Quite taken aback at this clear set of instructions, mom decides to pat her daughter's belly while continuing above story.

2 year old, after a minute : "Bus chollu... BUS!" (which loosely translates to "Sing wheels on the bus, NOW!" in toddlertongue.)

Seriously? Fine. Sings wheels on the bus. 

2 year old : "Toly chollu. Cap toly chollu." (I want to hear the cap story)

OK that's it. Thine will not be done. Shows toddler who is the boss and that only wheels on the bus will be sung. Ends up going back to cap toly story. 

A series of "kai ethukkooo..."(take your hand off of me!), "thol thaachi"(I want to sleep on your shoulder), "pillow down"(put me back on the pillow), "thallikko"(just move away, shoo!) follow and in general, it feels like 20 odd years have passed and somehow-god-knows-how, the toddler has just drifted to la la land. 

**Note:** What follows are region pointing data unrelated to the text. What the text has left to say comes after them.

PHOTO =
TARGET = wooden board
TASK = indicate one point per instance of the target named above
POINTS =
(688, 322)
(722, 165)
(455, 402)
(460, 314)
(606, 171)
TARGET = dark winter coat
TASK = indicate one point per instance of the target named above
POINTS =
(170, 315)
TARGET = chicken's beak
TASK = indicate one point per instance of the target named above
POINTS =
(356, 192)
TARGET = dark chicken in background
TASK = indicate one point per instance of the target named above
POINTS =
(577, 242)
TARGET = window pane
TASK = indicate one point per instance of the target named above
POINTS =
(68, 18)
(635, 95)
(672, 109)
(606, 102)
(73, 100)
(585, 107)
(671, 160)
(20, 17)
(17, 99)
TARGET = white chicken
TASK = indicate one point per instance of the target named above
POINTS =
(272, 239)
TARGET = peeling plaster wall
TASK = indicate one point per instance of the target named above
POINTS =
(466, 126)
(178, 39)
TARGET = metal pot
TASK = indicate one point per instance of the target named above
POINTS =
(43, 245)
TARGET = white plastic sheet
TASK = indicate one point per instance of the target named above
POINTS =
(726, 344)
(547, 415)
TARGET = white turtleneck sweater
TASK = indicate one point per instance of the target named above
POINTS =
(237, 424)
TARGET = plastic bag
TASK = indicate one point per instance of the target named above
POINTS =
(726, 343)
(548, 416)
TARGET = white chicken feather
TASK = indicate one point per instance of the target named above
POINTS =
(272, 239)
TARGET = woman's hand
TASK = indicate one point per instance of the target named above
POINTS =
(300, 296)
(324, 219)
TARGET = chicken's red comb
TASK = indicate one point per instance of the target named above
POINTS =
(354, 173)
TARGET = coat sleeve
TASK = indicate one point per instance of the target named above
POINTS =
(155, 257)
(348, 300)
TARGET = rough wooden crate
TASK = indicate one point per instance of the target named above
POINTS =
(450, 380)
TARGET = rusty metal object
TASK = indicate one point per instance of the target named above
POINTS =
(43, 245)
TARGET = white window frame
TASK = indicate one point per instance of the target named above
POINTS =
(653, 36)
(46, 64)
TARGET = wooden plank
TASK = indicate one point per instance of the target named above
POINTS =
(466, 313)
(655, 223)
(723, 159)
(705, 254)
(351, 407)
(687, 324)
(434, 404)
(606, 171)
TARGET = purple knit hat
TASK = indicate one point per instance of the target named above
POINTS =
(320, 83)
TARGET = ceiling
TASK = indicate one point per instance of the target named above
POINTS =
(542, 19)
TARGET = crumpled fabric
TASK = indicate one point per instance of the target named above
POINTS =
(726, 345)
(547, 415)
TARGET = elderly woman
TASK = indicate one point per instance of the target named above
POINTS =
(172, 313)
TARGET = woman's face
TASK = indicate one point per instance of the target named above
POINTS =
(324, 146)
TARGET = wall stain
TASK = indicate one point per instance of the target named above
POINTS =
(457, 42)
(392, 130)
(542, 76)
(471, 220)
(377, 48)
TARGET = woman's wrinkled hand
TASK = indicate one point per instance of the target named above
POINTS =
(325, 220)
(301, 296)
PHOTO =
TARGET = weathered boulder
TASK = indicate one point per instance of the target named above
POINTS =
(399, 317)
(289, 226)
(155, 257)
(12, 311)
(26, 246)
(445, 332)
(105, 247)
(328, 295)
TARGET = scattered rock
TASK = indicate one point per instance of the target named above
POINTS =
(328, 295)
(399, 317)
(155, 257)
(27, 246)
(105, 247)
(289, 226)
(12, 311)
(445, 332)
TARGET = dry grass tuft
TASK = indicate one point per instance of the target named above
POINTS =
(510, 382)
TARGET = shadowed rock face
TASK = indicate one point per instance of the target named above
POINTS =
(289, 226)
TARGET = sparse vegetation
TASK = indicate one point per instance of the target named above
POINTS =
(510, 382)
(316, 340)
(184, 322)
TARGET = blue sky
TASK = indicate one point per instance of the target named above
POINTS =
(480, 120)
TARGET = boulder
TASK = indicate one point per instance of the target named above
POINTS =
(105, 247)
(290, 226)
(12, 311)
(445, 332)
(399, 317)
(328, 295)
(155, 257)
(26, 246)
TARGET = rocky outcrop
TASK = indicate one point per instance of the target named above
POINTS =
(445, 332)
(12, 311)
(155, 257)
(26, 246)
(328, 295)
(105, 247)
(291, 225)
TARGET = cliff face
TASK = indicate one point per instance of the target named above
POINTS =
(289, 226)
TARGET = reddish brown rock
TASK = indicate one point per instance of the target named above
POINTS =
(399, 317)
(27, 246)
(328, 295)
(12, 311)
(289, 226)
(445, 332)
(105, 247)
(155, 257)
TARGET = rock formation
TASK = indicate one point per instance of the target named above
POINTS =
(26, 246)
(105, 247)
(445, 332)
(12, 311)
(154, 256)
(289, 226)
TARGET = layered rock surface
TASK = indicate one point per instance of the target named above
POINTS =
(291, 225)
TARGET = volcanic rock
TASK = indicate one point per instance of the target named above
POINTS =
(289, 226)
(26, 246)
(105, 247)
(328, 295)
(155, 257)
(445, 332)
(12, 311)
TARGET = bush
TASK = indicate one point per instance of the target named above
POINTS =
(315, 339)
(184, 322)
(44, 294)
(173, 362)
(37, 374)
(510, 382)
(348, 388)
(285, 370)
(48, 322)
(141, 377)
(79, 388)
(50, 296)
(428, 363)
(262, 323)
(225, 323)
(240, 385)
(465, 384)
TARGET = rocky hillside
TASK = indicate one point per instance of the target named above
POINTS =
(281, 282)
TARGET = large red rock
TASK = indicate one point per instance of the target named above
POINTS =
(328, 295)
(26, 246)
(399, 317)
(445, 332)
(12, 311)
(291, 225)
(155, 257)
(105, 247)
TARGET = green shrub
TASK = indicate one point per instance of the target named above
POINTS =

Mommy heaves a sigh of relief, just loud enough for her own self to hear, petrified that the breathing might wake the mini up. 

THERE IS A JARRING SOUND. SEEMS LIKE AN APOCALYPSE. Ok no, it's my PHONE. I press a thousand buttons in panic to shut that thing down. 

Someone reaches for my hand, places it on their tummy and goes, "Thoppe thattuuuuu......"(Pat on my belly).